Last week, Qantas confirmed a significant data breach affecting nearly 6 million customers, with most having their personal information compromised. According to reports, around 5.7 million unique customer records were impacted, with 4 million containing basic details such as names, email addresses, and frequent flyer numbers. Specifically, 1.2 million records held only names and emails, while 2.8 million included frequent flyer numbers, occasionally with their status tiers.
For some individuals in this latter group, further sensitive information such as Points Balance and Status Credit balances may have been accessed, indicating a targeted attack. In addition, the breach has also affected 1.7 million customers with a mix of other details; notably, 1.3 million addresses—either home, business, or hotel addresses used for baggage re-delivery—leaked as well.
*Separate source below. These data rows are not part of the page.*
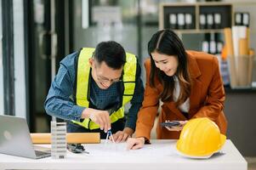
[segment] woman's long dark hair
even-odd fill
[[[151,53],[166,55],[174,55],[178,58],[178,68],[175,76],[178,77],[180,93],[176,101],[176,105],[183,104],[191,94],[191,81],[188,70],[187,55],[181,40],[171,30],[162,30],[155,33],[148,42],[148,53],[151,56],[151,69],[150,74],[150,86],[155,88],[156,78],[163,85],[163,91],[160,94],[162,101],[172,101],[174,89],[174,76],[167,76],[162,71],[158,69]]]

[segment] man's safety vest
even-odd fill
[[[77,105],[86,108],[89,107],[89,94],[88,94],[88,88],[90,86],[88,81],[90,77],[89,59],[93,56],[94,50],[94,48],[82,48],[77,61],[76,92]],[[122,107],[110,116],[111,123],[117,122],[118,119],[123,118],[124,105],[128,103],[134,96],[136,79],[136,67],[137,59],[135,55],[126,53],[126,63],[123,66],[122,76],[122,82],[124,87],[122,104]],[[84,119],[82,122],[77,121],[72,122],[88,129],[100,128],[98,124],[88,118]]]

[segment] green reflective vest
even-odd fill
[[[88,98],[88,79],[90,76],[90,65],[89,59],[93,56],[94,48],[83,48],[80,51],[77,62],[77,105],[83,107],[89,107],[89,99]],[[136,79],[136,67],[137,59],[135,55],[126,53],[126,63],[123,66],[122,82],[124,86],[124,92],[122,94],[122,107],[117,111],[113,112],[111,116],[111,122],[115,122],[118,119],[124,116],[124,105],[128,103],[134,94],[135,79]],[[84,127],[88,129],[97,129],[100,126],[91,121],[90,119],[84,119],[82,122],[72,121],[74,123]]]

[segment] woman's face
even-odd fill
[[[156,52],[151,53],[151,56],[155,61],[156,66],[162,71],[167,76],[172,76],[175,74],[179,65],[177,56],[162,54]]]

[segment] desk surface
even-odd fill
[[[185,158],[175,151],[176,140],[152,140],[137,150],[126,150],[126,144],[90,144],[88,154],[67,152],[65,159],[51,157],[33,160],[0,154],[2,169],[239,169],[247,164],[230,140],[227,140],[219,154],[207,160]]]

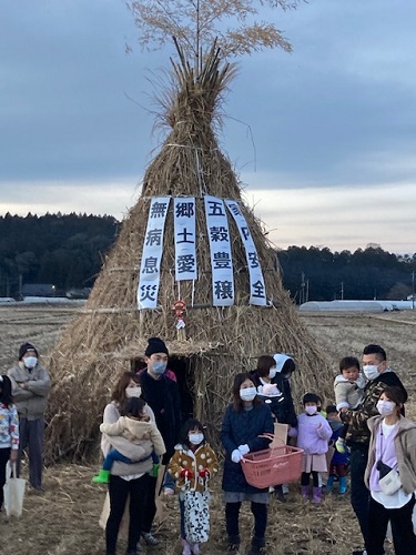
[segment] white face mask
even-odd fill
[[[240,390],[240,398],[242,401],[253,401],[256,395],[257,390],[255,387],[244,387],[244,390]]]
[[[363,366],[365,377],[367,380],[375,380],[379,374],[378,366],[379,364],[377,366],[375,364],[367,364],[366,366]]]
[[[389,416],[394,413],[396,403],[393,403],[393,401],[378,401],[376,407],[382,416]]]
[[[313,414],[316,414],[317,413],[317,406],[316,405],[307,405],[307,406],[305,406],[305,413],[310,414],[311,416]]]
[[[193,445],[200,445],[204,441],[204,434],[190,434],[189,438]]]
[[[162,374],[164,374],[166,366],[168,366],[168,362],[154,361],[152,363],[151,367],[152,367],[152,371],[154,372],[154,374],[162,375]]]
[[[27,369],[34,369],[38,364],[38,359],[35,356],[27,356],[23,359],[23,364]]]
[[[126,387],[125,389],[125,396],[126,397],[140,397],[142,394],[142,389],[138,385],[134,387]]]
Other compromised information includes dates of birth (1.1 million), phone numbers (900,000), and even meal preferences for 10,000 customers.
Qantas CEO Vanessa Hudson addressed the incident, stating that the company is working diligently to notify impacted customers about the specific data that was compromised and to provide necessary support services. Since the breach, Qantas has implemented enhanced cybersecurity measures and is collaborating with authorities, including the National Cyber Security Coordinator and the Australian Federal Police, to investigate and mitigate the effects of the breach.
As of now, none of the stolen information has been found online or on the Dark Web, although Qantas has received inquiries from potential cybercriminals. Experts believe these individuals may attempt to extort the airline for ransom or leak data to validate their claims. Customers are advised to remain vigilant and be on guard against potential scams, such as phishing attempts via calls, texts, or emails that may falsely appear to be from Qantas. The airline continues its commitment to protecting customer data while navigating this challenging situation.